L'action de Trump a "affaibli" l'Occident, selon le chef de la diplomatie allemande
L'action de Trump a "affaibli" l'Occident, selon le chef de la diplomatie allemande - © MONIKA SKOLIMOWSKA - AFP

Le chef de la diplomatie allemande, Sigmar Gabriel, a estimé lundi que les actions du président américain Donald Trump avaient "affaibli" l'Occident et accusé la politique des Etats-Unis d'être contraire "aux intérêts de l'Union européenne".

"Les Etats-Unis (...) jugent qu'imposer les intérêts nationaux est plus important que l'ordre international", a déploré Sigmar Gabriel lors d'une conférence de presse à Berlin.

"La politique à courte vue du gouvernement américain est contraire aux intérêts de l'Union européenne", a-t-il ajouté, citant notamment la question du climat et des ventes d'armes au Moyen-Orient.

Droits de l'homme bafoués et pas un mot du président

Lorsqu'un chef d'Etat se rend dans un pays "où les droits de l'homme sont bafoués et ne dit pas un mot dessus mais signe un contrat d'armement (...), lorsqu'il doute du fait que d'autres hommes souffrent, mais aussi meurent, à cause du changement climatique, alors je dis que l'Occident est devenu plus petit, ou au moins qu'il a été affaibli", a poursuivi Sigmar Gabriel.

M. Gabriel faisait référence à la visite il y a une dizaine de jours de Donald Trump en Arabie saoudite, à l'occasion de laquelle il a signé avec ses hôtes des accords de plus de 380 milliards de dollars, dont des contrats d'armement de 110 milliards.

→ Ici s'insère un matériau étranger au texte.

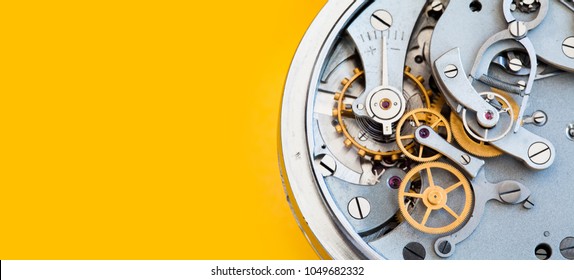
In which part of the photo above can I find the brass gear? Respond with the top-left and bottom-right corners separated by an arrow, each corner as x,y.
398,162 -> 473,234
333,66 -> 431,161
396,109 -> 452,162
449,88 -> 520,158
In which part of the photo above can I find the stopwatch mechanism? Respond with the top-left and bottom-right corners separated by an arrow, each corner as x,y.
280,0 -> 574,259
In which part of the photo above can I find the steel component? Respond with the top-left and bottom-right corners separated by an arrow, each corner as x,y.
280,0 -> 574,259
398,162 -> 472,234
396,109 -> 452,162
414,125 -> 485,178
560,237 -> 574,260
461,92 -> 520,142
434,48 -> 499,128
562,36 -> 574,58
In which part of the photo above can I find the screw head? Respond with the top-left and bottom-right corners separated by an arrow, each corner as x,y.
560,237 -> 574,260
371,10 -> 393,31
389,176 -> 403,190
508,58 -> 522,72
562,36 -> 574,58
438,240 -> 452,255
431,0 -> 444,12
532,111 -> 548,126
562,36 -> 574,58
347,196 -> 371,220
508,20 -> 528,38
566,123 -> 574,141
528,142 -> 552,165
319,155 -> 337,177
419,128 -> 430,139
444,64 -> 458,79
403,242 -> 427,260
498,183 -> 522,204
460,154 -> 471,165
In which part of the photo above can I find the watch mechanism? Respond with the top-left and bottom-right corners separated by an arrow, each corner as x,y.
280,0 -> 574,260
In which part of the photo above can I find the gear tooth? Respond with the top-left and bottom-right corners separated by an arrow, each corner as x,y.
397,161 -> 474,234
333,92 -> 341,101
450,112 -> 503,158
343,139 -> 353,148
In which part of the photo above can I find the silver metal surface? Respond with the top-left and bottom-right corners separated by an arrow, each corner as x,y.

"L'Occident est une idée de valeurs universelles (...) un ordre international dans lequel on est convaincu que cet ordre international est plus que la somme des propres intérêts nationaux", a-t-il rappelé, évoquant la "défaillance des Etats-Unis en tant que grande nation". "C'est malheureusement un signal pour le changement dans les rapports de force dans le monde", a-t-il ajouté.

"L'Europe obtient un nouveau rôle", a ajouté Sigmar Gabriel, emboîtant le pas de la chancelière Merkel qui avait estimé dimanche que les Européens devaient désormais "prendre (leur) destin en main".